Feb. 24 (Bloomberg) -- Hungarian commercial banks turned profitable for the first time in three years in 2013, helped by a jump in fees and commissions after lenders passed on a financial transaction tax to clients.
Banks posted a combined net income of 67.6 billion ($ million) forint last year, compared with a loss of 173.5 billion forint in 2012 and a loss of 288.7 billion forint a year earlier, according to data published by the central bank on its website today. The ratio of non-performing household loans rose to 18.7 percent by the end of 2013 from 18.4 percent at the end of September, the data showed.
Prime Minister Viktor Orban, preparing for elections on April 6, levied Europe’s highest bank tax and introduced a financial transaction tax as he sought to keep the country’s budget deficit below a European Union threshold of 3 percent of economic output. Banks were forced to swallow $1.7 billion in losses on the early repayment of some foreign-currency mortgages at below-market exchange rates in 2011.
Of the total, 131 financial institutions reported a profit in 2013 while 40 were unprofitable, according to the central bank. The industry’s return on equity, a closely watched gauge of profitability, rose to 4.6 percent in 2013 from minus 3.2 percent a year earlier.
Fees and commissions soared an annual 54.2 percent last year, mainly boosted by banks’ practice of passing on the financial transaction tax to customers, the central bank said.
OTP Bank Nyrt., the country’s largest lender, competes with mostly foreign-owned banks including Erste Group Bank AG, UniCredit SpA, KBC Groep NV, Intesa SanPaolo SpA and Raiffeisen Bank International AG.

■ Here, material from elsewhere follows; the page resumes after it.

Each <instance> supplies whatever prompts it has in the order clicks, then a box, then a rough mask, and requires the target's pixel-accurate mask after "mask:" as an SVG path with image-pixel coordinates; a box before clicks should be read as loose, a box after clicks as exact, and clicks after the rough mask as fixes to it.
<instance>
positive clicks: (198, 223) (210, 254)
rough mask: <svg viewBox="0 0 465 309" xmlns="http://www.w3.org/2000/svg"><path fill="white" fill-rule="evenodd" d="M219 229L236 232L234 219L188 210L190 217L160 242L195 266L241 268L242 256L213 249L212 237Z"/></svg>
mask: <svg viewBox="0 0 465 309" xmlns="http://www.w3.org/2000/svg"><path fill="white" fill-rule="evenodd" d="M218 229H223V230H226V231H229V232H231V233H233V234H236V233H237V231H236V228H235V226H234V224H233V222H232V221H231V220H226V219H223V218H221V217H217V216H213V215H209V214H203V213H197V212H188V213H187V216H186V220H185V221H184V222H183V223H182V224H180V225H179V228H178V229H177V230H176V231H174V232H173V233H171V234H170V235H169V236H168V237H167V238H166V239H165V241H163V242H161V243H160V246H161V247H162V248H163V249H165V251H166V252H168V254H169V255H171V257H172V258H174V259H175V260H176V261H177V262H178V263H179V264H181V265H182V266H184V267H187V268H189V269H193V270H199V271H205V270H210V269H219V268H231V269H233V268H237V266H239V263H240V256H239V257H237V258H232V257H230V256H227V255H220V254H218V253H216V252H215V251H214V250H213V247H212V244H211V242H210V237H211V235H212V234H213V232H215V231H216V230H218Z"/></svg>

Orban, pledged last year to phase out foreign-currency mortgages and urged courts to “take the side of the people” and help borrowers struggling to repay mostly Swiss franc-based loans following a drop in the forint.
The supreme court in December rejected a blanket invalidation of the loans while the constitutional court, at the government’s request, is examining the constitutionality of foreign-currency loans and whether lawmakers can retroactively amend loan terms.
The court, which debates the issue at a session today, may issue a verdict “soon,” Secretary General Botond Bitskey told daily Magyar Nemzet.